Port Washington North adjusts park laws

Port Washington North adjusts park laws
Photo from Village of Port Washington North website.

If you want to take your dog on a stroll through the new Bay Walk Park, it will need to be on a leash. The leash rule is one of several passed by Port Washington North’s Board of Trustees last Wednesday to govern use of the village’s parks and pier.

The rule changes were spurred by the opening of Bay Walk Park earlier this summer.

“With the creation of a fully active recreational park system, we now feel that it would be prudent to put in some regulations and some laws – what is prohibited within our park system,” Mayor Bob Weitzner said.

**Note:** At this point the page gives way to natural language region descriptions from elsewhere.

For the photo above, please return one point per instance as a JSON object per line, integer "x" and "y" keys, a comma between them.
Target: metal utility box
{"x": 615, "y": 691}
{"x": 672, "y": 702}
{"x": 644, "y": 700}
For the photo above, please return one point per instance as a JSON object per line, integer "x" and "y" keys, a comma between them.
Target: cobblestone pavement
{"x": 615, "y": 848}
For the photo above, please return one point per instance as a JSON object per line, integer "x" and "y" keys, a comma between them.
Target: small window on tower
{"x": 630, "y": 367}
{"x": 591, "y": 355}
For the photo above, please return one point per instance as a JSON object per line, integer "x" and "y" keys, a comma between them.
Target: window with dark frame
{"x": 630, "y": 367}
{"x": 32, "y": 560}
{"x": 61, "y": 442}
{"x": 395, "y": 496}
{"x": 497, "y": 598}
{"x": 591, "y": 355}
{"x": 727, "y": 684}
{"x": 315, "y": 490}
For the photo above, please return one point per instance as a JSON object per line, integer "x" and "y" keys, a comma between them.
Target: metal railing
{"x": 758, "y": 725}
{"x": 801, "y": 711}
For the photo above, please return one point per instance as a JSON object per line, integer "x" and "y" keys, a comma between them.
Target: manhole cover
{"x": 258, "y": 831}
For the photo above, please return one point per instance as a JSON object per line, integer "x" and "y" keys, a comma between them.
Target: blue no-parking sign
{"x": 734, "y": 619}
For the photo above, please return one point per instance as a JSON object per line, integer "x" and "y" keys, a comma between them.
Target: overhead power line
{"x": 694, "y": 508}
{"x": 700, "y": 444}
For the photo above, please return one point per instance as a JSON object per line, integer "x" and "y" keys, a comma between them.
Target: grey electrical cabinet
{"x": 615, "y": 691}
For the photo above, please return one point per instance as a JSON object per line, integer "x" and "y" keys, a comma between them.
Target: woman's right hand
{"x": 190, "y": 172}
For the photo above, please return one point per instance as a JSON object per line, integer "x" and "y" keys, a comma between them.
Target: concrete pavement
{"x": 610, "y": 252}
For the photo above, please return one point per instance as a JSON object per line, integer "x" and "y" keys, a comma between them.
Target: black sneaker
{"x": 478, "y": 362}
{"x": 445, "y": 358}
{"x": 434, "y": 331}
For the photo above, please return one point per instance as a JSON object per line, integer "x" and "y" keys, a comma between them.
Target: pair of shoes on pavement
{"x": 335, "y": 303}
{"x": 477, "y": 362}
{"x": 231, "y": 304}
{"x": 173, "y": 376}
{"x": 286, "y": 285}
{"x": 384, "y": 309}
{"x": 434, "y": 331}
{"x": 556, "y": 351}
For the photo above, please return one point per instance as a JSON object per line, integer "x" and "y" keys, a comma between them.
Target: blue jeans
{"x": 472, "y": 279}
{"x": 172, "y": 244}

Under the new law, anyone using the parks will not be allowed to consume or possess alcohol, nor will anyone be allowed to use the park under the influence of drugs or alcohol.

Although bonfires and cookouts are popular during the summer, any sort of fire or barbecue grill is not permitted at the parks or beaches. Fireworks and other explosive materials are also banned from park grounds.

Putting up any structure, such as a tent, or holding a meeting or performance in the village’s parks will not be allowed without approval from the village Board of Trustees.

Skateboards, scooters and motorized vehicles will be banned outside of designated areas. Anyone exhibiting loud, abusive or threatening behavior will be removed from the park. And, of course, littering is illegal.

According to the new law, any violation of these rules will result in a fine of up to $250. A second incident within five years will bring a fine of up to $500, a third incident a fee of up to $1,000, and a fourth incident a fee of up to $2,500 or up to 15 days in jail.

There was some debate about when the parks should open and close, with the original proposed time being sunrise to sunset. After some debate over whether the hours should be different for the summer than the winter due to the length of the day, the board decided to apply the same time frame being used at the pier for the rest of the parks: closed from 11 p.m. to 6 a.m.

“It’s not to suggest that anyone who is there is subject to arrest,” Weitzner said. “It gives the police the opportunity to regulate and enforce that time if they so desire.”

Citizens can receive a permit to keep the parks open later if there is an activity planned for that time.

Finally, no vehicles are allowed to park at the parks overnight, with the exception of official vehicles.

In addition to receiving updates on several public work projects around the village, the board also discussed the contract bids received for snow plowing, sanding and salting the streets.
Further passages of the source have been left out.